Well, I'm very new at tumbling, but think glass beads are the greatest.  Used copper for about a month before getting the beads from Ry (please send more when you get a chance!). The copper is a noisy, heavy, expensive, staining mess.  The only problem so far is cutting hard glass, so I'll be trying 220 SC as soon as it arrives.  With the money saved with beads you can buy more canisters, or even a back or side kit!  My three canister frame is happily rolling along with 6 canisters on it.  

 Ain't she a beauty!


 Barbara


----------



## daeldred (Dec 23, 2009)

The beads work pretty good. They are clean and relatively cheap, but I would like not to have to wait 6-7 days to finish a bottle! How long do you tumble, say, an aqua blob soda? They tend to be pretty hard as far as glass goes right? I want great results from my tumbling media. Thanks.


----------



## privvydigger (Dec 23, 2009)

usually it takes 3 days in the tumbler for me.  I use copper if I use my new stuff to cut I have to polish for 24 hours.  depending on the glass type and bottle but no more than 4 days
 A sick aqua blob with 1200 grit is clean as a whisper in 3 days


----------



## buzzkutt033 (Dec 23, 2009)

$6.50 a lb. sounds pretty good to me Ry. I'll look you up at Shupps next year. 

 this early freeze is putting crimp in our digging. how's the ground up your way privvy??? I'll be up your way New Years Eve...........

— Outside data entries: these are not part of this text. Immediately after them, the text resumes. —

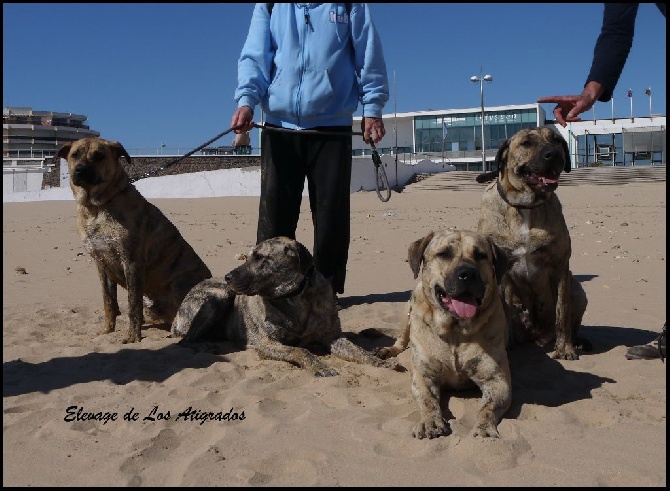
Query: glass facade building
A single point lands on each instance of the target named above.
(461, 131)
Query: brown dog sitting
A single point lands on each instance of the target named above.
(278, 304)
(133, 244)
(523, 216)
(456, 328)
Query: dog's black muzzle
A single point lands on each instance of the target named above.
(465, 280)
(543, 174)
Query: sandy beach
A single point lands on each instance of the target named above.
(596, 421)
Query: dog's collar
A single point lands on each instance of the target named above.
(300, 289)
(503, 195)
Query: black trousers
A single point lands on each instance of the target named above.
(325, 160)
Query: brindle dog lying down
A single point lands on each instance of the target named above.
(278, 304)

 i've been having some problems with amber glass in the tumbler. the results seem very inconsistent. almost seems like the glass has " soft " spots in it at times.


 take care all. have a safe, very merry Christmas.

 jim


----------



## BarbaraInCalif (Dec 23, 2009)

Tumbling with copper was done for such a short period that time comparisions aren't really possible. For say, a teal blue Rumsford with just a bit of haze,  each of these steps were done for 3 days: 1) 1000 SC interior only,  2) 1200 SC outside, leaving the 1000 inside,  3)  Al polish in and out, then finally  4) polish inside only.   That's twelve days, but only 6 days in a canister with stopples, the other 6 days it's wrapped with towels in an old PVC irrigation pipe holding several other bottles.  With glass beads being so easy to transfer back and forth as a slurry in water the bottles are taken out and checked every few days. 

 I can understand you wanting something faster.....



 They're not perfect, but not bad either!


----------



## bottlediger (Dec 23, 2009)

Barb I must say that for as green behind the gills as you are in the new art of tumbling you are doing a KILLER job!

 Digger ry


----------



## BarbaraInCalif (Dec 23, 2009)

Wow...thanks Ry.
 I'm having lots of fun too!


----------



## Digswithstick (Dec 24, 2009)

I agree very nice job Barbara ! This coming year i hope to set up a tumbler too ,i hope my results are half as good as yours !


----------



## RedGinger (Dec 24, 2009)

I think I recall seeing cut copper for sale at my local hardware store.  I'll check into it.  It might be fun to get some and see what it does for some slightly hazy bottles that only need a little work.  I don't have a tumbler, but I do have a lot of elbow grease []


----------